We hear a lot about the advantages of 3D printing over subtractive manufacturing processes, such as CNC machining, but those claims are often frustratingly abstract.
As much as it might vex additive manufacturing (AM) suppliers – and those of us who cover the industry – it makes sense from a business perspective: if you’ve gained a distinct advantage over your competitors by embracing a new technology, you’re probably not inclined to let them know exactly how you’re beating them.
Fortunately, there are engineers working outside the private sector who can provide specific, concrete examples of AM’s benefits with their own case studies. The latest example comes from Tunghai University in Taiwan, where professor Chia-Hung Yeh in the department of industrial engineering and enterprise information has demonstrated the benefits of using 3D printing for manufacturing headlight lenses.
“Traditional manufacturing methods come with limitations such as high costs, long delivery times and low yield,” he said in a press release. “This study uses a headlight lens as a case study to explore the potential of 3D printing as an alternative to traditional manufacturing methods, aiming to create a faster product verification process for the industry.”
According to the researchers, 3D printing produced lenses with high precision and surface quality while outperforming traditional methods in terms of both production efficiency and cost-effectiveness. What makes this application particularly well-suited to additive manufacturing is the shift toward customization in optical plastics, with the high cost of making traditional lens molds forcing manufacturers to weigh the financial risks and benefits before committing to production.
“Moreover, as product designs become more complex, mold design and manufacturing processes are also becoming more intricate, which slows production speeds,” said Yeh. “To stay competitive in a rapidly changing market, manufacturing design capabilities must meet these demands quickly.”

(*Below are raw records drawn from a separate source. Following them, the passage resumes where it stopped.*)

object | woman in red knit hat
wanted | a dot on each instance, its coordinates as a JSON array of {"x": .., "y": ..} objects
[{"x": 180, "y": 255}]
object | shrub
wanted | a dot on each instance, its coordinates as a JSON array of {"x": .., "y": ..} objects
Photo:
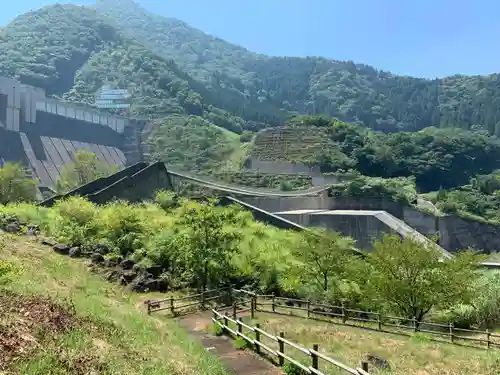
[
  {"x": 74, "y": 221},
  {"x": 292, "y": 369},
  {"x": 122, "y": 227},
  {"x": 240, "y": 343},
  {"x": 217, "y": 330},
  {"x": 7, "y": 269}
]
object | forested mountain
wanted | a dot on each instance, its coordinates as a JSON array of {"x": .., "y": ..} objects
[
  {"x": 172, "y": 68},
  {"x": 72, "y": 51},
  {"x": 267, "y": 88}
]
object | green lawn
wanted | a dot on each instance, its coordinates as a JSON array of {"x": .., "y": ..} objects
[{"x": 109, "y": 333}]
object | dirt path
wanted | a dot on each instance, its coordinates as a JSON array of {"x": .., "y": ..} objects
[{"x": 236, "y": 362}]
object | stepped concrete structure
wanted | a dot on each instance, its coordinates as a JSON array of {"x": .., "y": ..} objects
[{"x": 44, "y": 134}]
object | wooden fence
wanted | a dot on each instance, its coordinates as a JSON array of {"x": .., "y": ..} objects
[
  {"x": 374, "y": 321},
  {"x": 188, "y": 304},
  {"x": 244, "y": 331}
]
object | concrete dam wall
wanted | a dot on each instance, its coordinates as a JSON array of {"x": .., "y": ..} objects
[{"x": 44, "y": 134}]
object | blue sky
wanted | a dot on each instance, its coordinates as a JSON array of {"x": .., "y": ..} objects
[{"x": 422, "y": 38}]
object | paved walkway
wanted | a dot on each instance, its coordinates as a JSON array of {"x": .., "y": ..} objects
[{"x": 236, "y": 362}]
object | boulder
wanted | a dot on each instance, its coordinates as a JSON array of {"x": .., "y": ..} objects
[
  {"x": 48, "y": 242},
  {"x": 101, "y": 249},
  {"x": 127, "y": 264},
  {"x": 142, "y": 284},
  {"x": 378, "y": 361},
  {"x": 137, "y": 268},
  {"x": 33, "y": 230},
  {"x": 154, "y": 270},
  {"x": 75, "y": 252},
  {"x": 113, "y": 275},
  {"x": 96, "y": 258},
  {"x": 61, "y": 248},
  {"x": 13, "y": 228},
  {"x": 127, "y": 277}
]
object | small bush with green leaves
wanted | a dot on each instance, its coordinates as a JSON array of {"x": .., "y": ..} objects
[
  {"x": 217, "y": 329},
  {"x": 240, "y": 343},
  {"x": 292, "y": 369}
]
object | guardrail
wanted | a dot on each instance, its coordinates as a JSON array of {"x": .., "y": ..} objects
[
  {"x": 314, "y": 355},
  {"x": 182, "y": 305}
]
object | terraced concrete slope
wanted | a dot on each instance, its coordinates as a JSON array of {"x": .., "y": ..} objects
[
  {"x": 364, "y": 226},
  {"x": 54, "y": 153},
  {"x": 44, "y": 134}
]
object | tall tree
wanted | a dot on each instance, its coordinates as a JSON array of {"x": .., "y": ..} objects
[
  {"x": 323, "y": 256},
  {"x": 208, "y": 241},
  {"x": 412, "y": 279}
]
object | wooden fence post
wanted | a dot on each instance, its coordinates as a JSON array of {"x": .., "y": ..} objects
[
  {"x": 314, "y": 357},
  {"x": 172, "y": 308},
  {"x": 281, "y": 344},
  {"x": 202, "y": 300},
  {"x": 257, "y": 338},
  {"x": 364, "y": 366}
]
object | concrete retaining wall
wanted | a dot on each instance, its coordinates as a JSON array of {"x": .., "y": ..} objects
[{"x": 265, "y": 166}]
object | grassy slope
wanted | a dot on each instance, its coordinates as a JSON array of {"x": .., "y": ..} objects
[{"x": 128, "y": 341}]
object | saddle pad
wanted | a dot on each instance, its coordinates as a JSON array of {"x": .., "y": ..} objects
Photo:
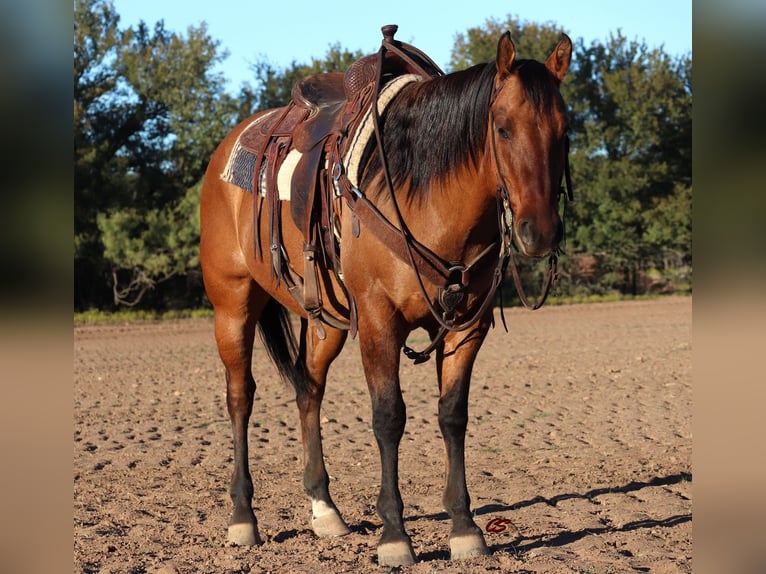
[
  {"x": 240, "y": 166},
  {"x": 366, "y": 127}
]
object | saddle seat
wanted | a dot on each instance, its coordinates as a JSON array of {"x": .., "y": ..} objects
[{"x": 325, "y": 110}]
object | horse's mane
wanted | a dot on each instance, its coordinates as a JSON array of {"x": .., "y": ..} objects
[{"x": 439, "y": 125}]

Yeh and his colleagues selected their processes and materials based on real-world requirements before fabricating their test products. They evaluated their results by measuring key properties of headlight lenses, including light transmittance, surface profile, curvature radius, and surface roughness. What they found was that the 3D printed lenses demonstrated minimal curvature radius error and a transmittance of 93%, compared to 94% for the CNC machined sample. More importantly, they produced 14 lenses in a single 8-hour print cycle at a resin material cost of roughly $30. They claim that this demonstrates 3D printing’s potential to improve operational efficiency and shorten production times for high-mix, low-volume manufacturing.
“3D printing offers key advantages, such as consolidating multiple components into a single structure, reducing manufacturing costs and simplifying assembly,” said Yeh. “Overall, 3D printing in optical applications improves design flexibility, cost efficiency and sustainability, positioning it as a transformative force in the industry as technology continues to advance.”
The research is published in the journal Applied Optics.